Według przekazów medialnych celem chuliganów było inne mieszkanie, na balkonie którego powiewa tęczowa flaga i baner Strajku Kobiet. Podpalony został jednak lokal znajdujący się dwa piętra niżej. Jak widać na nagraniach chuligani rzucali racami w stronę bloku tak długo, aż doszło do pożaru. CZYTAJ WIĘCEJ
– To była masa rac. Jedna za drugą. Huk. W okna waliły te race, w drzwi balkonowe. Wpadły też na balkon – relacjonuje sąsiadka, która mieszka piętro wyżej niż podpalone mieszkanie. Kobieta w rozmowie z TVN24 poinformowała, że kiedy chuligani rzucali w jej okna racami, w domu znajdowało się dwoje dzieci.
Syn kobiety musiał wyjść z dziećmi z mieszkania ze względu na ich bezpieczeństwo.
Spalone mieszkanie
Serwis dotarł także do właściciela spalonego mieszkania – witkacologa, Stefana Okołowicza.

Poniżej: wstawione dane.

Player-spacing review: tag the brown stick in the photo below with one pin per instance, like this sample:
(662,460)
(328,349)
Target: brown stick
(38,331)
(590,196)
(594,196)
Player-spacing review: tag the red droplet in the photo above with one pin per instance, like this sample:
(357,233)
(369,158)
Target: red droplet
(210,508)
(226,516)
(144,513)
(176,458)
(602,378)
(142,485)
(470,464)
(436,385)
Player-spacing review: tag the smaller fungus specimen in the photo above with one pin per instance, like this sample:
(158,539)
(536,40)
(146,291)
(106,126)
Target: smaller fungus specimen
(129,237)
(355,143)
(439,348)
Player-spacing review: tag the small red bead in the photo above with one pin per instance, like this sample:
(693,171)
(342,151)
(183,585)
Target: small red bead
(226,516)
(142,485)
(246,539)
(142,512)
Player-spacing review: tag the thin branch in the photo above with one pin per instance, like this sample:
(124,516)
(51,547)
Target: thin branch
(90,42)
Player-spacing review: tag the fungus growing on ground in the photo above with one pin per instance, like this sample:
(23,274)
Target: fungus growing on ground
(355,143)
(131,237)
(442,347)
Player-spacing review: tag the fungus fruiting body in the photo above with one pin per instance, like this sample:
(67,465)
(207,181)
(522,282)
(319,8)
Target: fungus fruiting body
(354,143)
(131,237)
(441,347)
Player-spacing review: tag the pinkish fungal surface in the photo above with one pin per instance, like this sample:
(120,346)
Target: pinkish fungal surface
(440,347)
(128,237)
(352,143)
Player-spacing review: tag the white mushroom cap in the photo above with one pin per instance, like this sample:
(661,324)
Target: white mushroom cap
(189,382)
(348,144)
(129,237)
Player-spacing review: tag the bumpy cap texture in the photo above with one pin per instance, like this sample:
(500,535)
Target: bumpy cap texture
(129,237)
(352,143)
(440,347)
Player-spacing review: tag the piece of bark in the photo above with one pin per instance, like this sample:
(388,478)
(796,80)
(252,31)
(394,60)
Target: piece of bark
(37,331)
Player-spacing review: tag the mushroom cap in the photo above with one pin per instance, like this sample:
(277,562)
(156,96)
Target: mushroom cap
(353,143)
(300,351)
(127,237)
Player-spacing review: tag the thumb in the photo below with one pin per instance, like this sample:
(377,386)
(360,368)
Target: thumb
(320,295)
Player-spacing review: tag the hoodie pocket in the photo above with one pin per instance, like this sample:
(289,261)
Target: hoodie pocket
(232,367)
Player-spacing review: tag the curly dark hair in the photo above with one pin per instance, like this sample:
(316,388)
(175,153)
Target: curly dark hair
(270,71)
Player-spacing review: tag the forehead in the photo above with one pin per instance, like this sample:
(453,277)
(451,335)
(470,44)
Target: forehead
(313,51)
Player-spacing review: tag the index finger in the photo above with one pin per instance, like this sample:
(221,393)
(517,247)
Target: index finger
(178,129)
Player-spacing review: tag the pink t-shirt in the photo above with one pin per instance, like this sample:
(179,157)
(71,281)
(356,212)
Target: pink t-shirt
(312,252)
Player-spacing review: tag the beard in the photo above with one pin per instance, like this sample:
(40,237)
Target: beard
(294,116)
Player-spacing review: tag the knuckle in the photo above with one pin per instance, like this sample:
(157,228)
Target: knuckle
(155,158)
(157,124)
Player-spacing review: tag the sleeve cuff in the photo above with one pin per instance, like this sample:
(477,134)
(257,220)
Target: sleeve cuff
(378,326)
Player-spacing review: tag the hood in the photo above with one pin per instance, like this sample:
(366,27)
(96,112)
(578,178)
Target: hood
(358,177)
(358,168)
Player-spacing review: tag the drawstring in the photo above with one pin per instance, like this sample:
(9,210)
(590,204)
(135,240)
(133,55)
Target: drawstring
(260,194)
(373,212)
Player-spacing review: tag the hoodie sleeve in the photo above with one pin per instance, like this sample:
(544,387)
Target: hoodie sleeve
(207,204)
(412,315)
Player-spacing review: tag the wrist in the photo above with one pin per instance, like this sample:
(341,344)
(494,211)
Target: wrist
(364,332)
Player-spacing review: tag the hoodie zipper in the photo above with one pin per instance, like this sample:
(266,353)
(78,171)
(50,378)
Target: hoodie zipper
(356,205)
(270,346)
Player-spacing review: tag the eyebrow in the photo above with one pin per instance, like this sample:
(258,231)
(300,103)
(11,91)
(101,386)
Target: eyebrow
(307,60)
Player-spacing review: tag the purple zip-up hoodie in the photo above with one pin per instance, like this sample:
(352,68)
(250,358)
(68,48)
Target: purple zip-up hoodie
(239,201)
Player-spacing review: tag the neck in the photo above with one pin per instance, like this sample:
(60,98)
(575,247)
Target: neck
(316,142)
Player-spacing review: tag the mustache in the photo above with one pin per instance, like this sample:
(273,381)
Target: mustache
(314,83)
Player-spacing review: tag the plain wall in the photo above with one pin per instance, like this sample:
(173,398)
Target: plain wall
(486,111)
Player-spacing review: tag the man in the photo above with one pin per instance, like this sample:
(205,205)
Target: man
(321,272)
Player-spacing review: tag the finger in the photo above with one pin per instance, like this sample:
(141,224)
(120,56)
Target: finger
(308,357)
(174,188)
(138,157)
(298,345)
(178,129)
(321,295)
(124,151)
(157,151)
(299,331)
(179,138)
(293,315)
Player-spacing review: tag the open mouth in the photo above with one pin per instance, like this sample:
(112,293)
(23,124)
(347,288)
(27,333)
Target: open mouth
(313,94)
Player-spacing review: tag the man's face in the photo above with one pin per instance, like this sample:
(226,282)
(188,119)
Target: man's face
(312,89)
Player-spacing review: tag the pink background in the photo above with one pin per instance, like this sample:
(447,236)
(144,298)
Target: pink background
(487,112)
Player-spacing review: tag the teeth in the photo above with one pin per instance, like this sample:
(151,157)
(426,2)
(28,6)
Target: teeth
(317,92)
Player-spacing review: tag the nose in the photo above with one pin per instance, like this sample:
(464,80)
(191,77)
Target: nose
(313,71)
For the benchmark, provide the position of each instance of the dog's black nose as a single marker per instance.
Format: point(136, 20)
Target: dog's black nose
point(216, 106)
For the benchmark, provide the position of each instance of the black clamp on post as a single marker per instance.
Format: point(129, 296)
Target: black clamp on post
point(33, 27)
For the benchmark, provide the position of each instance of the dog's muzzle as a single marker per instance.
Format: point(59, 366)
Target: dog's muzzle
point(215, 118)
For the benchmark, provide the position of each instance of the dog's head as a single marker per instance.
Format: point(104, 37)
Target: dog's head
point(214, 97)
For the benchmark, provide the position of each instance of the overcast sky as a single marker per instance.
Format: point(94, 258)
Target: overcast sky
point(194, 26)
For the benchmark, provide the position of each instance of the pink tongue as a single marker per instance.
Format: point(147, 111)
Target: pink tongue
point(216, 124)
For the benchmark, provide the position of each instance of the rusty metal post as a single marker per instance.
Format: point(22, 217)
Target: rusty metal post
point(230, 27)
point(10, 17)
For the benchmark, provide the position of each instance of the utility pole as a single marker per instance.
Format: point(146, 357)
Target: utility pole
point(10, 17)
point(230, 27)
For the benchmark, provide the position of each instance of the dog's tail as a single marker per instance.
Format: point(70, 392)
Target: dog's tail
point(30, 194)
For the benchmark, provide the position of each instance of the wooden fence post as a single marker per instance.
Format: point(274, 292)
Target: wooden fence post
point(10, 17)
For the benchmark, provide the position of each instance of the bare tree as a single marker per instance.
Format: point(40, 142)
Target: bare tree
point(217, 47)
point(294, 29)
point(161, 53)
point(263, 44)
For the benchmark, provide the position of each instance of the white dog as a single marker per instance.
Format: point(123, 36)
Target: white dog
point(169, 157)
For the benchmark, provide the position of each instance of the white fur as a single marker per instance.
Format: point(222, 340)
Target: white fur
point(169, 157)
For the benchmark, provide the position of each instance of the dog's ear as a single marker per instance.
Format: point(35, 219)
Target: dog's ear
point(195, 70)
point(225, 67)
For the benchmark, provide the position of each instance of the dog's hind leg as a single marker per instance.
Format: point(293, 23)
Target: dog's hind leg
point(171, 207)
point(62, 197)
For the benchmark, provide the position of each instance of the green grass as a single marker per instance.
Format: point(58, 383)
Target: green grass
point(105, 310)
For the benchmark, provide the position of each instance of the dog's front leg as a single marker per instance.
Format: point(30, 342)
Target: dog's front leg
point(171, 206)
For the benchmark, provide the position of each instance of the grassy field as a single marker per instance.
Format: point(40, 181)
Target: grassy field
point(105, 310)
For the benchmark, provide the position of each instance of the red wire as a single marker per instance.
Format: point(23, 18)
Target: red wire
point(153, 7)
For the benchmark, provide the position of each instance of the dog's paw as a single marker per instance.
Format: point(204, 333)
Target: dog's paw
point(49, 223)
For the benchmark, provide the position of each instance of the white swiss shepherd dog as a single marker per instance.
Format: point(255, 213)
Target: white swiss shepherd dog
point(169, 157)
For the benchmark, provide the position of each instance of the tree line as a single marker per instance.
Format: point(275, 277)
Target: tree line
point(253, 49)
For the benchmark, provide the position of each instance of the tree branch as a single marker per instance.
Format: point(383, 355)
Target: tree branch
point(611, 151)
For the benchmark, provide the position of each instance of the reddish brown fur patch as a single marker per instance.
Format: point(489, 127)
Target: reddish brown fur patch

– Proszę sobie wyobrazić, że siedzę przed telewizorem, oglądam relację i dzwoni ktoś stąd, prezes tej spółdzielni i mówi, że płonie pana mieszkanie. Wyobraźnia działa niesamowicie, bo wiadomo, jak wyglądają pożary mieszkań. Ogień błyskawicznie się rozprzestrzenia – relacjonował wczorajsze wydarzenia Okołowicz, w rozmowie z TVN24.
"W pomieszczeniu, do którego wpadła raca, stały fotografie Witkacego na międzynarodową wystawę planowaną na przyszły rok, między innymi zdjęcie zatytułowane »Przerażenie wariata«" – czytamy dalej na stronie serwisu.
Jak potwierdził Okołowicz, prace nie zostały zniszczone.